Menurutnya, jika terus dibiarkan maka tidak menutup kemungkinan akan muncul perusahaan-perusahaan yang tidak taat akan aturan perundang-undangan yang berlaku, dan tentunya hal ini dinilai akan sangat merugikan negara.
“Patut diduga adanya konspirasi besar di dalam aktivitas pertambangan PT. ST Nikel Resourches dan PT. TAS, sehingga melanggar aturan.

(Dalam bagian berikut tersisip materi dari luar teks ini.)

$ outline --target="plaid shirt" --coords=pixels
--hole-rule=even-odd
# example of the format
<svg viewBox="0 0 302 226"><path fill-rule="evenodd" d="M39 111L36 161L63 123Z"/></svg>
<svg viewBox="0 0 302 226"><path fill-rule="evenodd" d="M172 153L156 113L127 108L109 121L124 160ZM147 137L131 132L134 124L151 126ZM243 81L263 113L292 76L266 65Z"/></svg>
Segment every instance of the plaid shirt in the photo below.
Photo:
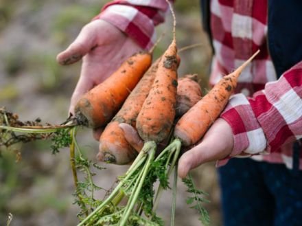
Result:
<svg viewBox="0 0 302 226"><path fill-rule="evenodd" d="M292 142L302 138L302 62L277 80L267 48L267 0L211 0L211 27L216 52L210 83L260 54L242 72L221 117L231 126L230 157L292 168ZM154 43L154 26L164 21L165 0L114 1L96 19L119 27L146 49ZM259 155L262 154L262 155ZM302 152L300 152L302 169Z"/></svg>

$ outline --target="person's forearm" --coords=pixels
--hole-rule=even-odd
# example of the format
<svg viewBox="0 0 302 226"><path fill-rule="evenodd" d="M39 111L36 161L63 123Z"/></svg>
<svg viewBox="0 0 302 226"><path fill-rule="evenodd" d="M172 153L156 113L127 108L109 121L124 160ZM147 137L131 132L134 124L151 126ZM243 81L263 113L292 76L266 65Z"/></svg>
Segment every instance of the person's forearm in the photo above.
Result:
<svg viewBox="0 0 302 226"><path fill-rule="evenodd" d="M164 21L167 9L165 0L113 1L94 19L111 23L148 49L155 42L154 26Z"/></svg>
<svg viewBox="0 0 302 226"><path fill-rule="evenodd" d="M252 98L235 95L221 117L231 125L231 156L277 152L302 137L302 62Z"/></svg>

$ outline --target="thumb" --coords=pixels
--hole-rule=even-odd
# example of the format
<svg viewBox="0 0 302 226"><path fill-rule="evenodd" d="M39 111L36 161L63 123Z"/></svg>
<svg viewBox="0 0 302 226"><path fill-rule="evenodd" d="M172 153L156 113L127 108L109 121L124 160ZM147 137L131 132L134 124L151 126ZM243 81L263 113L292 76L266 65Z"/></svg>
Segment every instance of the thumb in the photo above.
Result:
<svg viewBox="0 0 302 226"><path fill-rule="evenodd" d="M207 132L202 142L185 152L180 158L179 177L185 177L190 170L202 163L229 156L233 146L233 138L231 126L224 120L217 120Z"/></svg>
<svg viewBox="0 0 302 226"><path fill-rule="evenodd" d="M56 60L61 65L70 65L80 60L96 45L95 30L91 22L84 26L76 40L65 51L58 54Z"/></svg>

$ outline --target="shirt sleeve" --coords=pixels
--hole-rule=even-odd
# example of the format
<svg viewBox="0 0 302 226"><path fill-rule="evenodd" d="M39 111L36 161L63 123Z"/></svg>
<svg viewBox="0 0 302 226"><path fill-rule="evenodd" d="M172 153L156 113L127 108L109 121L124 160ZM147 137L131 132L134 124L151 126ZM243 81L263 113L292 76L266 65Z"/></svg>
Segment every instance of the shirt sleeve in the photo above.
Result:
<svg viewBox="0 0 302 226"><path fill-rule="evenodd" d="M234 95L220 116L233 130L229 157L279 152L302 138L301 96L302 61L252 98Z"/></svg>
<svg viewBox="0 0 302 226"><path fill-rule="evenodd" d="M114 25L149 49L155 42L154 27L164 21L167 8L165 0L116 0L105 5L93 19Z"/></svg>

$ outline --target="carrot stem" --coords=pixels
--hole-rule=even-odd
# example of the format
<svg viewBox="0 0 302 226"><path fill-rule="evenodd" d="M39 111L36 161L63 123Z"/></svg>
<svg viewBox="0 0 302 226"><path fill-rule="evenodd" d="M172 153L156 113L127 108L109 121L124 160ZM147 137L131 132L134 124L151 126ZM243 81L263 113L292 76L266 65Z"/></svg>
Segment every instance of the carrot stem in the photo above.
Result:
<svg viewBox="0 0 302 226"><path fill-rule="evenodd" d="M131 211L132 210L133 207L135 205L135 203L137 200L137 198L139 197L139 192L141 192L143 182L145 181L145 179L146 179L146 177L147 176L147 173L149 170L149 168L151 164L151 162L153 161L153 159L154 158L155 150L156 150L155 142L148 142L146 144L148 144L148 143L150 144L150 145L152 145L152 144L153 145L152 145L151 149L149 150L149 155L148 157L147 161L143 166L143 170L141 170L141 172L142 172L141 177L139 179L139 180L137 180L137 182L139 181L139 183L138 183L137 188L135 188L135 186L134 190L135 190L135 192L132 193L132 194L133 194L132 197L130 196L130 198L128 201L128 203L130 203L129 205L128 205L128 203L127 203L127 205L128 205L128 207L126 207L126 208L125 210L125 212L123 214L123 216L121 220L121 223L119 223L119 226L126 225L127 221L128 221L128 218L130 216L130 214Z"/></svg>
<svg viewBox="0 0 302 226"><path fill-rule="evenodd" d="M173 181L173 192L172 192L172 207L171 210L171 226L174 225L175 212L176 209L176 194L177 194L177 170L178 165L174 167L174 177Z"/></svg>

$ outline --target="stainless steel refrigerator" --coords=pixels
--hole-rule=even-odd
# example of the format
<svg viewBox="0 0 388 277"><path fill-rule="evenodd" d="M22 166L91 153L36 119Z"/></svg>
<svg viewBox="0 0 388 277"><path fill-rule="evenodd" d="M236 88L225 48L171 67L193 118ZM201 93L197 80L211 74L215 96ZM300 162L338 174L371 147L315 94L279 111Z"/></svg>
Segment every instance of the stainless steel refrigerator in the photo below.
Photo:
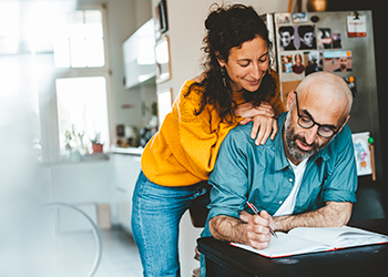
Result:
<svg viewBox="0 0 388 277"><path fill-rule="evenodd" d="M354 94L349 126L374 138L377 177L382 174L371 11L264 14L274 42L273 65L279 73L283 100L303 78L329 71ZM381 119L380 119L381 120Z"/></svg>

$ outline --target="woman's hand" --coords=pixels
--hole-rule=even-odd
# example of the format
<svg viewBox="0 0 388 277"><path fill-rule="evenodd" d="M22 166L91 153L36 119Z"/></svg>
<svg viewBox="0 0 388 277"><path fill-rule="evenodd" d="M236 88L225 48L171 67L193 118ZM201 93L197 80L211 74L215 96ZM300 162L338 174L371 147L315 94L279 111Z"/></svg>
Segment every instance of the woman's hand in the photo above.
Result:
<svg viewBox="0 0 388 277"><path fill-rule="evenodd" d="M244 117L244 120L239 122L241 125L245 125L253 121L251 138L256 138L256 145L265 144L269 135L270 140L275 138L277 133L277 122L274 119L275 111L267 102L262 102L262 104L256 107L251 103L241 104L235 113Z"/></svg>

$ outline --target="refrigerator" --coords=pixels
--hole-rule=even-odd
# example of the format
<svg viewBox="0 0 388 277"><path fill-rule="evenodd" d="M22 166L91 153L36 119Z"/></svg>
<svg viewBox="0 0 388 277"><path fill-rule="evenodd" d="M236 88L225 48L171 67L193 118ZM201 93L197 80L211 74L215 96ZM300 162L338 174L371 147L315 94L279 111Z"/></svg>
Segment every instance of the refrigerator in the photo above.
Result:
<svg viewBox="0 0 388 277"><path fill-rule="evenodd" d="M263 19L283 101L312 72L344 78L354 95L348 124L358 175L382 178L371 11L267 13Z"/></svg>

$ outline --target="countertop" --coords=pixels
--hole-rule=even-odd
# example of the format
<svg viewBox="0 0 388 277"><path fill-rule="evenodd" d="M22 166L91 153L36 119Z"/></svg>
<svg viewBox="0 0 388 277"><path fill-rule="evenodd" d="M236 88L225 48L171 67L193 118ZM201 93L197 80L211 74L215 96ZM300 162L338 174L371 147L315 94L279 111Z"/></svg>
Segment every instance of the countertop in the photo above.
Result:
<svg viewBox="0 0 388 277"><path fill-rule="evenodd" d="M143 153L143 147L111 147L110 154L124 154L124 155L139 155L141 156Z"/></svg>

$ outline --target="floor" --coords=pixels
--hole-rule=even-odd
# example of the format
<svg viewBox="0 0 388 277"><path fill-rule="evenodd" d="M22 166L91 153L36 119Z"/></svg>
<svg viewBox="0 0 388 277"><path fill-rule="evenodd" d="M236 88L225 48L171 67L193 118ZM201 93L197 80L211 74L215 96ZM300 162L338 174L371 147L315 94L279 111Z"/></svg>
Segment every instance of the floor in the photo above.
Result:
<svg viewBox="0 0 388 277"><path fill-rule="evenodd" d="M102 239L101 264L93 277L140 277L142 265L132 237L116 227L100 232Z"/></svg>

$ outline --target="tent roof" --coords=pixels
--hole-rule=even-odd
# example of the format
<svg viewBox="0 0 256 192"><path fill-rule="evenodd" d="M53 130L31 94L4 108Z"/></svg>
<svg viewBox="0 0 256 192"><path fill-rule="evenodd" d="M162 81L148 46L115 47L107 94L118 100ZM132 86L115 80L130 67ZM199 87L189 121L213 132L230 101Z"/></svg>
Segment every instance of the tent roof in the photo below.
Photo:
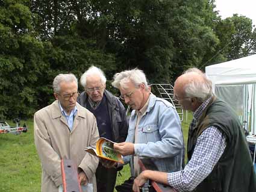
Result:
<svg viewBox="0 0 256 192"><path fill-rule="evenodd" d="M215 85L256 83L256 54L205 67Z"/></svg>

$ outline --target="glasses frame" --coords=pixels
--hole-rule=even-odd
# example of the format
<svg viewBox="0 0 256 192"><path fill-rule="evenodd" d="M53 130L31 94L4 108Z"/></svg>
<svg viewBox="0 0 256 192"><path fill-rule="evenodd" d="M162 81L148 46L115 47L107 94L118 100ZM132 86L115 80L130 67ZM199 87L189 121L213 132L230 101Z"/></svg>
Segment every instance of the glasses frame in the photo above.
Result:
<svg viewBox="0 0 256 192"><path fill-rule="evenodd" d="M103 89L104 87L103 86L101 86L101 87L92 87L92 88L86 88L85 90L86 92L89 92L89 93L93 93L94 91L101 91Z"/></svg>
<svg viewBox="0 0 256 192"><path fill-rule="evenodd" d="M60 96L61 98L63 98L64 101L69 101L69 99L70 99L71 97L72 97L73 99L76 99L80 93L78 91L76 91L76 92L73 92L72 93L64 94L63 95L59 93L57 93L57 94L59 96ZM75 96L76 94L77 94L77 96Z"/></svg>
<svg viewBox="0 0 256 192"><path fill-rule="evenodd" d="M119 96L119 98L121 100L125 100L126 98L128 98L130 99L131 97L131 96L133 95L133 93L134 93L134 92L135 92L136 90L134 90L133 91L131 91L131 92L130 92L128 93L125 94L124 95L120 94Z"/></svg>
<svg viewBox="0 0 256 192"><path fill-rule="evenodd" d="M189 98L191 98L191 97L185 97L185 98L183 98L182 99L178 99L175 96L173 96L173 99L175 100L175 101L178 101L184 100L184 99L189 99Z"/></svg>

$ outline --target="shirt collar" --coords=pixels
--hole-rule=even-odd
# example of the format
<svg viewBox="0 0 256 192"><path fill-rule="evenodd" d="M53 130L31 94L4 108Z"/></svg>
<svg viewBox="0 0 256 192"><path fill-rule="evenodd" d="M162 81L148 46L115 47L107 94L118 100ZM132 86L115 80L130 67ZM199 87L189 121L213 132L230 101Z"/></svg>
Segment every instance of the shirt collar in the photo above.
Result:
<svg viewBox="0 0 256 192"><path fill-rule="evenodd" d="M103 96L104 96L103 95ZM103 99L103 98L102 98ZM93 110L96 110L97 108L97 107L99 105L99 104L101 104L101 101L98 101L98 102L94 102L93 101L92 101L91 99L91 98L88 96L88 101L89 102L89 104L90 105L90 107L93 109Z"/></svg>
<svg viewBox="0 0 256 192"><path fill-rule="evenodd" d="M60 111L61 111L61 113L64 116L70 116L71 115L75 116L77 113L77 107L76 105L75 106L75 108L71 111L70 114L69 116L67 114L65 110L63 110L63 108L61 106L61 104L60 104L60 101L58 102L58 105L60 105Z"/></svg>
<svg viewBox="0 0 256 192"><path fill-rule="evenodd" d="M193 114L193 116L195 119L198 120L200 116L202 115L202 112L205 109L205 108L207 107L207 105L209 104L210 101L211 99L211 97L210 97L207 100L205 101L196 110L196 111L194 112Z"/></svg>

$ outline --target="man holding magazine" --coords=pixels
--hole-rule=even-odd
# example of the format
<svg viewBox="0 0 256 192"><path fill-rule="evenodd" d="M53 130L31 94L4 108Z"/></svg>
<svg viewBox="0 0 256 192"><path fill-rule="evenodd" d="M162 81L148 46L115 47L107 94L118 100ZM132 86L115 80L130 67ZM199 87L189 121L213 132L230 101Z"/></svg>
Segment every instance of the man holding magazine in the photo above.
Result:
<svg viewBox="0 0 256 192"><path fill-rule="evenodd" d="M162 172L180 170L184 143L175 107L151 93L140 70L116 73L112 85L119 89L120 98L133 109L125 142L114 144L115 150L124 156L125 163L130 163L131 176L141 172L138 159L145 157Z"/></svg>

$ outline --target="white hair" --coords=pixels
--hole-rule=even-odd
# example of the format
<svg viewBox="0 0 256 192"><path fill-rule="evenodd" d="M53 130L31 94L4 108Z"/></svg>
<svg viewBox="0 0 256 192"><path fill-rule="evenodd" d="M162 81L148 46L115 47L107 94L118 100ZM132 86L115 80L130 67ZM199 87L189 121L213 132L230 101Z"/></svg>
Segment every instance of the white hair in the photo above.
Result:
<svg viewBox="0 0 256 192"><path fill-rule="evenodd" d="M131 81L136 87L139 87L141 84L143 84L145 85L146 90L148 90L145 74L142 70L137 68L117 73L114 75L113 79L112 85L117 88L119 88L120 87L126 88L126 84Z"/></svg>
<svg viewBox="0 0 256 192"><path fill-rule="evenodd" d="M197 68L190 68L185 71L184 74L192 76L184 86L186 96L196 98L199 101L204 102L213 95L211 81L201 70Z"/></svg>
<svg viewBox="0 0 256 192"><path fill-rule="evenodd" d="M72 73L68 74L58 74L54 79L52 82L52 87L54 93L59 93L60 90L60 84L61 82L71 82L75 81L78 86L77 78L75 75Z"/></svg>
<svg viewBox="0 0 256 192"><path fill-rule="evenodd" d="M87 78L89 76L93 75L98 75L101 78L101 82L103 85L106 84L107 79L105 76L104 73L101 69L95 66L91 66L87 70L86 70L84 74L82 75L80 78L80 83L83 87L86 87Z"/></svg>

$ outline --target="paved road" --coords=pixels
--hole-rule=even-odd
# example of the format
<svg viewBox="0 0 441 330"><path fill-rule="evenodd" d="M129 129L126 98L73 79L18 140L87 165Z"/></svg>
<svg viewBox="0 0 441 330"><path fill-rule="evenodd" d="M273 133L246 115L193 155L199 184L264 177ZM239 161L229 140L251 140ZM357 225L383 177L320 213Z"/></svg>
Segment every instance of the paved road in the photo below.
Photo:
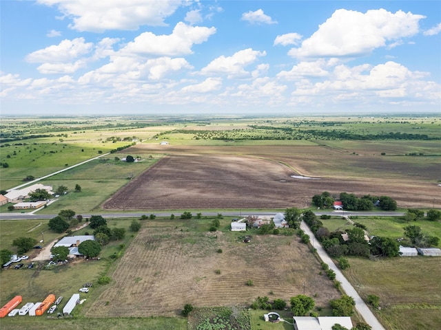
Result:
<svg viewBox="0 0 441 330"><path fill-rule="evenodd" d="M34 214L35 211L28 213L0 213L0 220L25 220L25 219L52 219L54 217L57 217L58 214ZM222 215L225 217L247 217L249 214L258 214L258 215L274 215L276 213L278 213L280 211L259 211L259 210L243 210L243 211L225 211L220 210L216 212L202 212L202 215L203 216L214 216L217 215L218 213L221 213ZM281 211L283 213L284 211ZM192 211L194 214L198 212L197 211ZM174 215L178 216L180 215L180 212L175 212ZM401 217L404 214L403 212L347 212L345 211L342 212L341 211L338 212L314 212L316 215L320 217L322 214L329 214L329 215L342 215L344 214L345 217L353 217L353 216L359 216L359 217ZM93 213L92 214L83 214L81 212L78 212L79 214L81 214L85 218L90 217L91 215L98 215L101 214L105 218L139 218L143 215L150 215L151 214L155 214L156 217L170 217L172 214L171 212L154 212L154 211L148 211L146 210L144 212L122 212L121 213L105 213L96 212Z"/></svg>
<svg viewBox="0 0 441 330"><path fill-rule="evenodd" d="M302 221L300 223L300 228L308 235L309 237L314 237L314 234L309 229L309 228L305 223L305 222ZM317 249L317 254L318 256L320 256L320 259L324 263L326 263L329 266L329 269L334 270L336 272L336 279L339 280L342 283L342 288L347 294L351 297L353 298L353 300L356 302L356 309L362 316L362 317L365 319L365 322L369 324L372 329L374 330L385 330L384 327L378 322L377 318L376 318L375 315L371 311L367 305L365 303L361 297L358 295L357 292L355 290L353 287L349 283L349 282L346 279L346 278L343 276L340 270L337 267L332 259L328 256L327 253L325 251L325 249L322 247L322 245L318 242L317 239L314 239L314 248Z"/></svg>

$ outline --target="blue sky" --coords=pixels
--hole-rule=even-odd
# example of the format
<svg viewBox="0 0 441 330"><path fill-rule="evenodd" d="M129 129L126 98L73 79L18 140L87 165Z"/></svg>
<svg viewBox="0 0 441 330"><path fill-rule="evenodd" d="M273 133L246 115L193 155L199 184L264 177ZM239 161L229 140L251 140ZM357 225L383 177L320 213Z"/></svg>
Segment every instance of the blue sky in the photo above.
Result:
<svg viewBox="0 0 441 330"><path fill-rule="evenodd" d="M0 1L2 116L441 113L441 1Z"/></svg>

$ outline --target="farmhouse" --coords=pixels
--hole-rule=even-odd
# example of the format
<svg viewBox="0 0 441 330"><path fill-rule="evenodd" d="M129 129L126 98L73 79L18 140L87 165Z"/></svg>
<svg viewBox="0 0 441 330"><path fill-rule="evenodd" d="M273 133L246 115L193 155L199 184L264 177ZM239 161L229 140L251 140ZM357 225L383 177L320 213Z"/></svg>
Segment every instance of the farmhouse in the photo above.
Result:
<svg viewBox="0 0 441 330"><path fill-rule="evenodd" d="M17 203L14 205L15 210L28 210L30 208L40 208L46 205L48 202L46 201L23 201L21 203Z"/></svg>
<svg viewBox="0 0 441 330"><path fill-rule="evenodd" d="M69 248L68 256L82 256L80 252L78 252L78 245L82 242L89 240L94 240L95 237L93 235L82 235L82 236L67 236L63 237L61 240L57 242L54 245L54 248L57 246L65 246Z"/></svg>
<svg viewBox="0 0 441 330"><path fill-rule="evenodd" d="M425 256L441 256L441 250L435 248L417 248L420 254Z"/></svg>
<svg viewBox="0 0 441 330"><path fill-rule="evenodd" d="M232 232L243 232L247 230L247 223L245 222L232 222Z"/></svg>
<svg viewBox="0 0 441 330"><path fill-rule="evenodd" d="M400 255L401 256L417 256L418 251L415 248L400 245Z"/></svg>
<svg viewBox="0 0 441 330"><path fill-rule="evenodd" d="M332 330L335 324L352 329L352 321L349 316L294 316L295 330Z"/></svg>
<svg viewBox="0 0 441 330"><path fill-rule="evenodd" d="M52 195L52 186L43 186L41 184L35 184L23 189L13 189L5 195L10 203L18 203L29 196L29 194L34 192L37 189L43 189Z"/></svg>
<svg viewBox="0 0 441 330"><path fill-rule="evenodd" d="M0 206L8 204L8 199L3 195L0 194Z"/></svg>

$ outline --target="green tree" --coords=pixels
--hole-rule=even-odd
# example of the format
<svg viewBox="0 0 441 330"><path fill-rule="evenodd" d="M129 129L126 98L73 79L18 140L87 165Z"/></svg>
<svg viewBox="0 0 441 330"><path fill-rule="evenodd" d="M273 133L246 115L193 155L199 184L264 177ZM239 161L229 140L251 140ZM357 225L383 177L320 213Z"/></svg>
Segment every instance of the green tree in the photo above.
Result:
<svg viewBox="0 0 441 330"><path fill-rule="evenodd" d="M125 236L125 228L112 228L112 239L119 241Z"/></svg>
<svg viewBox="0 0 441 330"><path fill-rule="evenodd" d="M441 219L441 211L431 209L427 211L427 220L429 221L436 221Z"/></svg>
<svg viewBox="0 0 441 330"><path fill-rule="evenodd" d="M57 215L54 218L49 220L48 226L49 229L51 230L61 234L68 230L69 228L69 223L59 215Z"/></svg>
<svg viewBox="0 0 441 330"><path fill-rule="evenodd" d="M32 237L19 237L12 241L12 246L17 246L17 253L23 254L37 244L37 239Z"/></svg>
<svg viewBox="0 0 441 330"><path fill-rule="evenodd" d="M134 219L132 221L132 223L130 223L130 230L132 232L139 232L141 229L141 222L137 221Z"/></svg>
<svg viewBox="0 0 441 330"><path fill-rule="evenodd" d="M69 254L69 248L65 246L57 246L50 249L50 252L55 256L56 259L66 260Z"/></svg>
<svg viewBox="0 0 441 330"><path fill-rule="evenodd" d="M94 258L101 252L101 245L96 241L83 241L78 245L78 252L83 256Z"/></svg>
<svg viewBox="0 0 441 330"><path fill-rule="evenodd" d="M351 316L356 305L353 298L346 294L342 295L342 298L331 300L329 304L334 316Z"/></svg>
<svg viewBox="0 0 441 330"><path fill-rule="evenodd" d="M1 263L1 265L4 265L11 260L11 256L12 256L12 251L8 249L0 250L0 263Z"/></svg>
<svg viewBox="0 0 441 330"><path fill-rule="evenodd" d="M98 232L96 235L94 235L94 236L95 237L95 241L101 245L107 245L110 241L110 238L103 232Z"/></svg>
<svg viewBox="0 0 441 330"><path fill-rule="evenodd" d="M50 199L51 195L44 189L35 189L35 191L29 193L29 198L31 201L45 201Z"/></svg>
<svg viewBox="0 0 441 330"><path fill-rule="evenodd" d="M66 187L65 186L59 186L58 188L57 188L57 190L55 190L55 192L58 195L64 195L65 192L66 192L68 191L68 187Z"/></svg>
<svg viewBox="0 0 441 330"><path fill-rule="evenodd" d="M61 210L58 215L67 220L70 220L75 216L75 211L72 210Z"/></svg>
<svg viewBox="0 0 441 330"><path fill-rule="evenodd" d="M81 186L76 184L75 185L75 192L80 192L81 191Z"/></svg>
<svg viewBox="0 0 441 330"><path fill-rule="evenodd" d="M302 212L297 208L287 208L285 211L285 219L291 228L300 228L301 215Z"/></svg>
<svg viewBox="0 0 441 330"><path fill-rule="evenodd" d="M185 304L184 309L181 311L183 316L187 317L188 314L193 310L193 306L190 304Z"/></svg>
<svg viewBox="0 0 441 330"><path fill-rule="evenodd" d="M90 217L89 226L92 229L97 228L100 226L106 226L107 224L107 221L101 215L92 215Z"/></svg>
<svg viewBox="0 0 441 330"><path fill-rule="evenodd" d="M314 308L316 302L314 299L303 294L298 294L291 297L289 300L291 309L296 316L303 316L311 309Z"/></svg>

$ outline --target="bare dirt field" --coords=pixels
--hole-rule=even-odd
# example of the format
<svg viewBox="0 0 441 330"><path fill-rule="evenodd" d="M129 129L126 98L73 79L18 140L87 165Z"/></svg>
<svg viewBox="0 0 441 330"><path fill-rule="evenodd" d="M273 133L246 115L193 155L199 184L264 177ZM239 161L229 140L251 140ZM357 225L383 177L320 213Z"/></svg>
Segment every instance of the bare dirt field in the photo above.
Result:
<svg viewBox="0 0 441 330"><path fill-rule="evenodd" d="M303 282L305 294L316 294L316 306L340 296L296 235L253 236L245 243L238 239L243 234L201 232L208 228L203 219L143 223L112 275L115 283L88 316L171 316L187 303L245 306L258 296L289 301L303 294Z"/></svg>
<svg viewBox="0 0 441 330"><path fill-rule="evenodd" d="M325 190L387 195L402 208L441 206L436 158L351 155L325 146L143 144L130 151L169 155L118 191L104 209L302 208ZM291 177L299 174L316 179Z"/></svg>

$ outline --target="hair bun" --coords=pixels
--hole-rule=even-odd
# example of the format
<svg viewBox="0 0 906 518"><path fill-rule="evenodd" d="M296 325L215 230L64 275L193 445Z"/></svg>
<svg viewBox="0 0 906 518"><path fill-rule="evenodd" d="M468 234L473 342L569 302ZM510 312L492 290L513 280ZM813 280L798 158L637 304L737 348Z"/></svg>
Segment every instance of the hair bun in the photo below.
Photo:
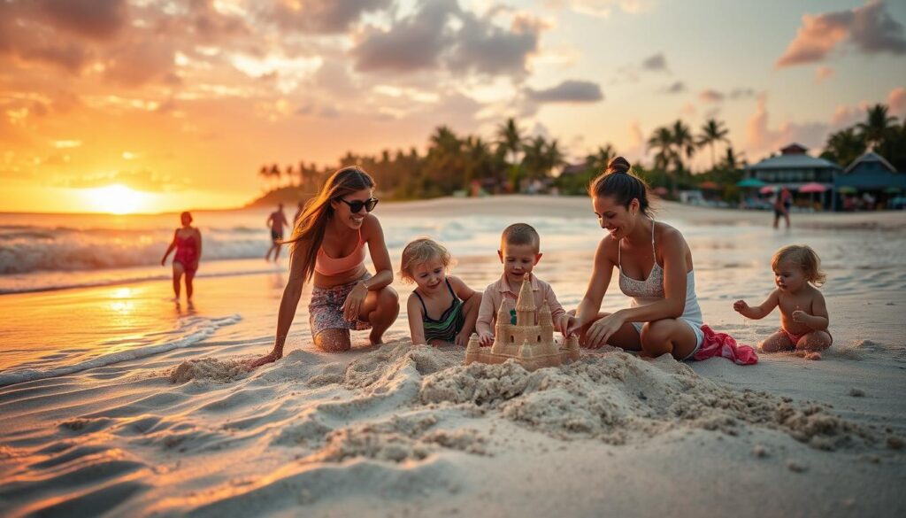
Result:
<svg viewBox="0 0 906 518"><path fill-rule="evenodd" d="M607 164L607 172L612 173L627 173L629 172L630 165L629 161L622 156L613 157L611 161Z"/></svg>

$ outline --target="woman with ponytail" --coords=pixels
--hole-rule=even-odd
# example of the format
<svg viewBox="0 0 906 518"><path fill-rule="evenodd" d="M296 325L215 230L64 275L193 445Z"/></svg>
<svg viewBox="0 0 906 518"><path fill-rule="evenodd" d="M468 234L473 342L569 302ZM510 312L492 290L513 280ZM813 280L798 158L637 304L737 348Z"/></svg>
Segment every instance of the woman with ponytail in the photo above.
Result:
<svg viewBox="0 0 906 518"><path fill-rule="evenodd" d="M350 330L371 329L371 344L400 313L400 297L390 288L393 269L384 234L371 210L374 181L358 167L334 172L295 221L290 274L280 311L274 349L252 362L258 367L283 357L303 286L313 280L309 322L314 345L324 351L349 350ZM375 274L365 268L368 247Z"/></svg>
<svg viewBox="0 0 906 518"><path fill-rule="evenodd" d="M594 255L585 297L570 326L580 343L598 348L610 344L642 356L692 357L704 338L701 308L695 295L692 253L682 234L655 221L645 182L616 157L588 189L594 213L607 235ZM616 269L620 289L631 308L599 313Z"/></svg>

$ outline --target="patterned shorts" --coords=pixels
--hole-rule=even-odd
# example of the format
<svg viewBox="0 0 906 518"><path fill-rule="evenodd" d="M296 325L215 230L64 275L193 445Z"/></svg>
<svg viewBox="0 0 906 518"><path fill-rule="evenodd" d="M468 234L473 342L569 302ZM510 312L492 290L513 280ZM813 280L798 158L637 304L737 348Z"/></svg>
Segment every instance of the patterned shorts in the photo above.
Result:
<svg viewBox="0 0 906 518"><path fill-rule="evenodd" d="M312 337L317 337L324 329L364 331L371 328L368 322L358 318L350 321L342 316L342 304L355 284L371 277L371 274L366 271L365 275L349 284L333 288L312 288L312 301L308 304L308 323L312 327Z"/></svg>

Dengan menggunakan akses jalan nasional dalam aktifitas pemuatan ore nikel dari lokasi PT. ST Nikel Resourches yang berlokasi di Pondidaha, Kabupaten Konawe menuju terminal khusus (Tersus) alias jetty milik PT. TAS yang berlokasi di Tondonggeu, Kota Kendari tanpa mengantongi izin lintas dari Kementrian Perhubungan,” bebernya.
Lebih lanjut, Asrul menjelaskan, PT. TAS telah melakukan pelanggaran serius, dimana pelabuhan atau Tersus yang diberikan oleh Kementrian Perhubungan tidak sesuai lagi peruntukan awalnya, karena telah mengkomersialisasikan jetty miliknya untuk kepentingan PT. ST Nikel Resourches.
Dia juga menambahkan, berdasarkan SK Nomor 738 tentang pemberlakuan kembali SK IUP Nomor 448 tentang persetujuan peningkatan IUP eksplorasi menjadi IUP operasi terkesan cacat hukum.
Selanjutnya, kata Asrul, berdasarkan permohonan PT. ST. Nikel Resourches untuk dikeluarkannya titik koordinat karena adanya tumpang tindih lokasi lahan perusahaan bisa mining tersebut, dari luasan 2000 hektare menjadi 1818 hektare dengan merujuk pada SK Bupati Konawe Nomor 224 tahun 2014 yang menjadi dasar untuk mengeluarkan CNC.
“Seharusnya penerbitan CNC harus berdasarkan IUP bukan SK perubahan titik koordinat,” katanya.
“ST Nikel Resouches diduga telah memberikan kontrak mining kepada PT. Akta untuk operasional lokasi pertambangannya tersebut,” tambahnya.